Флорентий Федорович расхаживал по комнате большими шагами и как будто позабыл о своей собеседнице… Потом, словно очнувшись, заметил, обращаясь к Алчевской:
— Верите, по глазам их видел, что доводы мои значительно смутили цензоров.
7 мая 1892 года Флорентий Федорович телеграфировал автору этого труда А. М. Скабичевскому: «Ваша книга спасена. В чреве китовом осталось только пять страниц».

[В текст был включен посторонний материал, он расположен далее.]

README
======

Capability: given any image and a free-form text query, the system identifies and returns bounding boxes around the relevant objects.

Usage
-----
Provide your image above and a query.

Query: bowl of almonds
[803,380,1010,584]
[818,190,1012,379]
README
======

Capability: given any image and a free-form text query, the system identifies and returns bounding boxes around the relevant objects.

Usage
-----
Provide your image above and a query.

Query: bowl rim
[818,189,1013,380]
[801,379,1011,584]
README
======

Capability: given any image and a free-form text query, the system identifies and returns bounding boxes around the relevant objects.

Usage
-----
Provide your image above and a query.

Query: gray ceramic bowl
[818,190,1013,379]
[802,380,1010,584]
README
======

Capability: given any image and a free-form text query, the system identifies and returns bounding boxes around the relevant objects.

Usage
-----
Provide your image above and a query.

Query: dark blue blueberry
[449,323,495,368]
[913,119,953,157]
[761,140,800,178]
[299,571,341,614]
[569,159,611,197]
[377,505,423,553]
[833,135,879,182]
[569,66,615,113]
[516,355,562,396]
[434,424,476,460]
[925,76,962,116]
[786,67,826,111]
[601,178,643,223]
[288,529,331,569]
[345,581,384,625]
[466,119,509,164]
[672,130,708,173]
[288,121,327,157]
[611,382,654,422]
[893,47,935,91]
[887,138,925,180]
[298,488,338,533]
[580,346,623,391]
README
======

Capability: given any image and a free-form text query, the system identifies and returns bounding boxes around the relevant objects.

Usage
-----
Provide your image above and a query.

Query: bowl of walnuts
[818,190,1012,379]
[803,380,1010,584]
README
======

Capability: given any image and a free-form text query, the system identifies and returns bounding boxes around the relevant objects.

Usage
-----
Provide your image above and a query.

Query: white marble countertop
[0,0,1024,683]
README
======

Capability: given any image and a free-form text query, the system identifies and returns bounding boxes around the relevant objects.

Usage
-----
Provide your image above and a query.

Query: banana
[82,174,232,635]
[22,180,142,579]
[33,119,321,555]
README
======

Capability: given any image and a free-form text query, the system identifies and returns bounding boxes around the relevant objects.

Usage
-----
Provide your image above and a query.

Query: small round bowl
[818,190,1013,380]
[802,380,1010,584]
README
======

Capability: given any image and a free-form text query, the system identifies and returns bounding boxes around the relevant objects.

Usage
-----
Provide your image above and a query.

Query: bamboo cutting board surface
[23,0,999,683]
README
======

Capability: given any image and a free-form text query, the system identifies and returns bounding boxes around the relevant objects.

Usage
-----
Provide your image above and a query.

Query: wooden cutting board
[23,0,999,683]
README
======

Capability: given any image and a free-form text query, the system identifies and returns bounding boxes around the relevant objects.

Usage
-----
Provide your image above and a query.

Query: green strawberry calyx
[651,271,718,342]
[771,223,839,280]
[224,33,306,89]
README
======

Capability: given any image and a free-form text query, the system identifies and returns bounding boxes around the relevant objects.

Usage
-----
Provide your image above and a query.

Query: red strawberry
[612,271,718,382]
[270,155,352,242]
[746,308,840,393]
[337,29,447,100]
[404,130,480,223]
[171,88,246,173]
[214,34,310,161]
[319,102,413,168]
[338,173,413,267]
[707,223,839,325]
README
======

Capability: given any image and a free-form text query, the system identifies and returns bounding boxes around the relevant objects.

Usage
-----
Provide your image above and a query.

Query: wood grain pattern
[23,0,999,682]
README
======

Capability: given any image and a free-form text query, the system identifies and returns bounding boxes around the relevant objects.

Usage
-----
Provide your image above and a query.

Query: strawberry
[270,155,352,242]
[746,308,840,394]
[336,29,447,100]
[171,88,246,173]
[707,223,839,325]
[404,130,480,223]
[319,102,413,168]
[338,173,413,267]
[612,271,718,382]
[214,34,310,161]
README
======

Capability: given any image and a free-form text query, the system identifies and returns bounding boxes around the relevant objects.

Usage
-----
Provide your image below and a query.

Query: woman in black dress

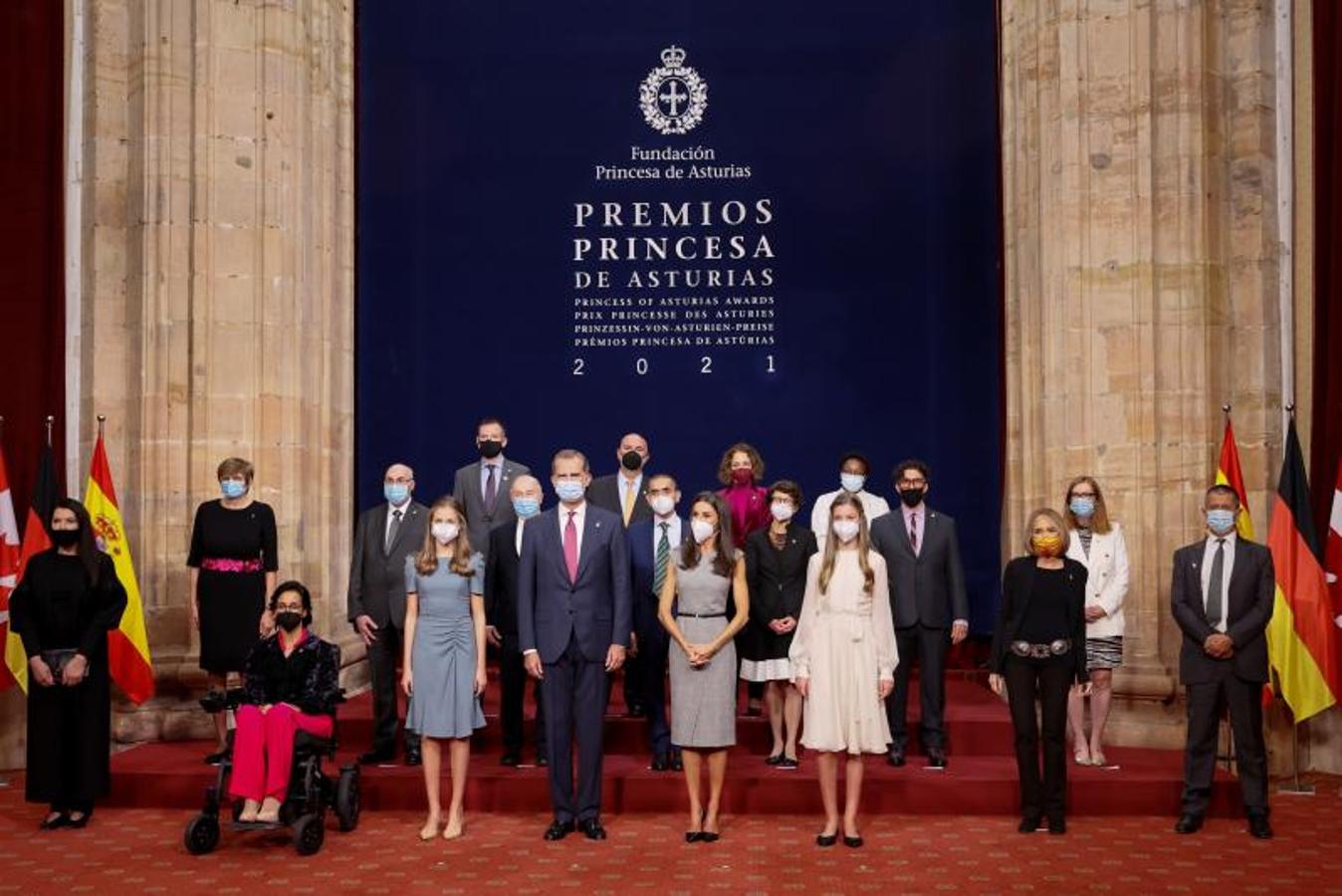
[741,479,816,769]
[186,457,279,765]
[988,507,1090,834]
[9,498,126,830]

Трудно даже сосчитать, сколько подготовленных им изданий были аттестованы цензорами как предосудительные, скольким из них преграждалась вообще дорога к читателю, скольких не допускали в библиотеки и учебные заведения! Не одна книга с павленковской маркой конфисковывалась по всем губерниям России.
К каким только уловкам не доводилось прибегать Павленкову за тридцать пять лет единоборства с царской цензурой — от прямой мистификации, когда одно и то же произведение приходилось давать на просмотр различным цензорам, до угроз жаловаться вышестоящему начальству.
В глазах современников издатель зарекомендовал себя личностью из плеяды шестидесятников, но, правда, чуждавшейся активной общественной борьбы насильственными средствами, все возлагавшей на силу убеждения и печатного слова. Однако и эта позиция вовсе не избавила его от жестоких преследований именно за убеждения. Официальных тузов приводили в бешенство ловкость, бесстрашие, выдумка, с помощью которых Флорентию Федоровичу удавалось обводить вокруг пальца тех, кто должен «бдеть», зорко стоять «на страже», кто по самой сути своей деятельности являлся врагом свободного слова.